Stephen Phillips, by voluntary deed, gave to his daughter, *548Polly Phillips, afterwards Polly Templeton, “ and her future heirs of her body, two negro girls, Darkes and Sealeyto his daughter Flower Phillips a negro boy named Peter; to his daughter Elizabeth Nix a negro boy named Jeffree, and to his three daughters, above mentioned, a negro woman named Abigail ; and, after some provisions not now in question, proceeds to declare “ the above property is to my said daughters and the heirs of their body — now if either of the above named girls should die without any lawful heirs of their body, her property shall go to the surviving children, and so on.” Polly Temple-ton died in 1847, leaving her husband, Alexander Templeton, two children, the plaintiffs, and two grand-children, the issue of a deceased daughter, the defendants, who would be the distri-butees of her estate if she died intestate. The husband, Alexander Templeton, on 2d August, 1849, executed a deed,-whereby he released all his interest in the negroes, then twenty in number, given by the deed of Stephen Phillips to his daughter Polly, to the plaintiffs and defendants, in the proportions of one-third to each of the plaintiffs, and of one-third to the defendants to be equally divided between them.
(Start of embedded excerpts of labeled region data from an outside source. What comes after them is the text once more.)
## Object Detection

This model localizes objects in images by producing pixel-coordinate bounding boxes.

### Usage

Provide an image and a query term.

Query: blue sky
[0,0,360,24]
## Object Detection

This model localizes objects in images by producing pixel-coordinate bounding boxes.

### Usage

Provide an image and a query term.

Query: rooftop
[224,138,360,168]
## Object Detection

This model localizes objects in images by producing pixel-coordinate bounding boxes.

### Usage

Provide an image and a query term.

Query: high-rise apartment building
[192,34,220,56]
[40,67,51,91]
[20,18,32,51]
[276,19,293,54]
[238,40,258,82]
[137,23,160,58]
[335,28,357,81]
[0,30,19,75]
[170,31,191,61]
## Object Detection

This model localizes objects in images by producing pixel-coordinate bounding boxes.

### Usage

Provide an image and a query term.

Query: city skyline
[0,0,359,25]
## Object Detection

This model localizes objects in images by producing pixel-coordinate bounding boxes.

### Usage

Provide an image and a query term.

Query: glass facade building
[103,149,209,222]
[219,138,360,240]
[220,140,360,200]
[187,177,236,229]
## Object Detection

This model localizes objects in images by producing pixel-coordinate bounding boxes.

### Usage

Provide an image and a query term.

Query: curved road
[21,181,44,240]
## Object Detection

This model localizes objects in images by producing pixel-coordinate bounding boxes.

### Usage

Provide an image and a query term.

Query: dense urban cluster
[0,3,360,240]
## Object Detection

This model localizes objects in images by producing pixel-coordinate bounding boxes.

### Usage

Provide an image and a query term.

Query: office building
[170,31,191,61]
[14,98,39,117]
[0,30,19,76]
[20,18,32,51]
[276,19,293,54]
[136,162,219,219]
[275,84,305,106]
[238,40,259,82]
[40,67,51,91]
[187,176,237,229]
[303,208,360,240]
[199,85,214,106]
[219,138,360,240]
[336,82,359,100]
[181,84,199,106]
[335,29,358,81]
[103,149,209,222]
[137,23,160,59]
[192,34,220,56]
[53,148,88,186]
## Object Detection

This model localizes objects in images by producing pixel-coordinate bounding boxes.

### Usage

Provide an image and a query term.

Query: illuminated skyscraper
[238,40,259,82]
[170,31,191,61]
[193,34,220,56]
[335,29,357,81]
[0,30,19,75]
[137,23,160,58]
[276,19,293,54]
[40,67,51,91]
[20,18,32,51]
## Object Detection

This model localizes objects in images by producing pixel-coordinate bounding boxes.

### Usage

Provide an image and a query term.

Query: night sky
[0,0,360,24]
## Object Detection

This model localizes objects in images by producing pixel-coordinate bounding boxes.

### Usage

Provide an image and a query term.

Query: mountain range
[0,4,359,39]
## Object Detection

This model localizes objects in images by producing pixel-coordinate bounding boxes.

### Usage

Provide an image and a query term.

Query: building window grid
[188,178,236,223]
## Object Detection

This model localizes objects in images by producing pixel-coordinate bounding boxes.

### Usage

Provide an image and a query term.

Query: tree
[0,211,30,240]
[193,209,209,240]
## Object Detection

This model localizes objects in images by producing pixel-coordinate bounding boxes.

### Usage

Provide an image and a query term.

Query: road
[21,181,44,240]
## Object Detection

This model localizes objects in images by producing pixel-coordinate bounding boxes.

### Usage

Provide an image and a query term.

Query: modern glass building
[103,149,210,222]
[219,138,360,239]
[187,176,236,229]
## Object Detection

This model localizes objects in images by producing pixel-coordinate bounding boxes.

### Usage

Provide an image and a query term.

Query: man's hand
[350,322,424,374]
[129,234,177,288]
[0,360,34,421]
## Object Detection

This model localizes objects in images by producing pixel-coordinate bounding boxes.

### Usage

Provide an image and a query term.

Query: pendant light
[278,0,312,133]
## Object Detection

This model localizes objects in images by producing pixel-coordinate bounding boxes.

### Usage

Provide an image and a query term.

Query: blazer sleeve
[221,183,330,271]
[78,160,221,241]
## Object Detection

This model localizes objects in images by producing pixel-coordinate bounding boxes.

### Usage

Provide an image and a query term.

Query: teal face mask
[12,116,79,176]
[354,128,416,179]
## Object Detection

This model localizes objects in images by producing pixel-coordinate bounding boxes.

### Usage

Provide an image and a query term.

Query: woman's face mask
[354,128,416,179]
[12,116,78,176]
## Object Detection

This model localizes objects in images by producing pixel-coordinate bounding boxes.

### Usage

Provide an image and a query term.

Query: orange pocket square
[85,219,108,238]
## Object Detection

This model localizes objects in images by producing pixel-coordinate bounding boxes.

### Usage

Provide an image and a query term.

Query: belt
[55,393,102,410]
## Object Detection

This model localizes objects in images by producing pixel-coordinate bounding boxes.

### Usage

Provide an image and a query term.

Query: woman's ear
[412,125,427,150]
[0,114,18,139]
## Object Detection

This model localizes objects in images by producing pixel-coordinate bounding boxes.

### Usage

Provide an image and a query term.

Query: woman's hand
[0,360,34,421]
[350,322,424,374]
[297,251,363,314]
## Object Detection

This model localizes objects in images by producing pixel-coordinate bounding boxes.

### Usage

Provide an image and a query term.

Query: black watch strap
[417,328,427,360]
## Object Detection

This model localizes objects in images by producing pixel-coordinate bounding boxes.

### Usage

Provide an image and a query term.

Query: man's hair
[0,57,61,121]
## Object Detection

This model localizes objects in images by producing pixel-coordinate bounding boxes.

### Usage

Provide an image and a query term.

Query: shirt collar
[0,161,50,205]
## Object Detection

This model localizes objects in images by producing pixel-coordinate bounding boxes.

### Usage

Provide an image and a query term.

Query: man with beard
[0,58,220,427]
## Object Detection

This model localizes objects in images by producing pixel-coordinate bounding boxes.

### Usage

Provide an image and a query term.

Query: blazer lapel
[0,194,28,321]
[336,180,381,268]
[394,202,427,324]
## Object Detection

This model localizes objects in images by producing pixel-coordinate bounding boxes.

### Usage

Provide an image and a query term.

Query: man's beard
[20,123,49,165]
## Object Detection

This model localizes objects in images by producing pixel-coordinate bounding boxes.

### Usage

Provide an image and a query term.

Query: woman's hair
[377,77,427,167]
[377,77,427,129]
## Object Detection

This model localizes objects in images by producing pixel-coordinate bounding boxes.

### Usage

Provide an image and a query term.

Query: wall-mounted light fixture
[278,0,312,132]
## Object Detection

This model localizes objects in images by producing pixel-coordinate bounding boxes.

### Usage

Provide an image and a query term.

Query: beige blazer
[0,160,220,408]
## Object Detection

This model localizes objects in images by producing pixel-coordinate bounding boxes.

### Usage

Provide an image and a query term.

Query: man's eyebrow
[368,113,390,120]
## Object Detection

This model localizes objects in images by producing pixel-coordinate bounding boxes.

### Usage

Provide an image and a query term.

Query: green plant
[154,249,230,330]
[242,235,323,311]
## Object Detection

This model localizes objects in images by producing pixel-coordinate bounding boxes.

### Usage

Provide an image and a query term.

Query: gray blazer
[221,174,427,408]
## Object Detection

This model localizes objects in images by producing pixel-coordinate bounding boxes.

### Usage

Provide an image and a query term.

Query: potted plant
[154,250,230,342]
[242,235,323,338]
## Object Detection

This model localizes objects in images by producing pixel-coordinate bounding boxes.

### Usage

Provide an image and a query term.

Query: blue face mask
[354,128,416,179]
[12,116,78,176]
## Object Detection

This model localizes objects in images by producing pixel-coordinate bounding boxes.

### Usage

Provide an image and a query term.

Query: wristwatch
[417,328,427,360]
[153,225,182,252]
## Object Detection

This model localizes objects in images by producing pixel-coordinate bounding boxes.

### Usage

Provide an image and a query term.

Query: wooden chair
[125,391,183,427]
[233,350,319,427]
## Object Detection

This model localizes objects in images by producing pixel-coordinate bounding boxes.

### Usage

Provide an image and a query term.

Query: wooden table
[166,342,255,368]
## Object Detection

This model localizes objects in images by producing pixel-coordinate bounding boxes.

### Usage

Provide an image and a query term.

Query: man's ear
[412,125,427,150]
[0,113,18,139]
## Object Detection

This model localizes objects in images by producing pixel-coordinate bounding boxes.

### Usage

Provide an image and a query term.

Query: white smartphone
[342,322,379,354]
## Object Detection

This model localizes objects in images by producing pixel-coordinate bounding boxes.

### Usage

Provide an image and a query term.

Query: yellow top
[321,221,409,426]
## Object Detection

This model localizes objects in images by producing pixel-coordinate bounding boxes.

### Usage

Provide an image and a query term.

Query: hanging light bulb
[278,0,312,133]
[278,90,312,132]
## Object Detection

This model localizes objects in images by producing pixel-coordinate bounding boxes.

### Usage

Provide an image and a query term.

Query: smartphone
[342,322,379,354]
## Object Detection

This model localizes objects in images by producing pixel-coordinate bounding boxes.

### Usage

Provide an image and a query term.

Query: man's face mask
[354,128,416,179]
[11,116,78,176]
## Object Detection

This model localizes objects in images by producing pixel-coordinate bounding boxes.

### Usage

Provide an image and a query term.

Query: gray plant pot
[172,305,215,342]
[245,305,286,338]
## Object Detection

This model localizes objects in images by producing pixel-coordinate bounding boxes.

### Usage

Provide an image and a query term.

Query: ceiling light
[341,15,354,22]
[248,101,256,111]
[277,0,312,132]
The bill prays partition of the negroes, according to the scheme of this last deed.
The Court of Appeals in Equity has decided, on the construction of the deed of Stephen Phillips, that the issue of Polly Templeton took as purchasers, after her life estate; and has referred to this Court the single question, whether the property shall be divided amongst said issue per stirpes or per capita.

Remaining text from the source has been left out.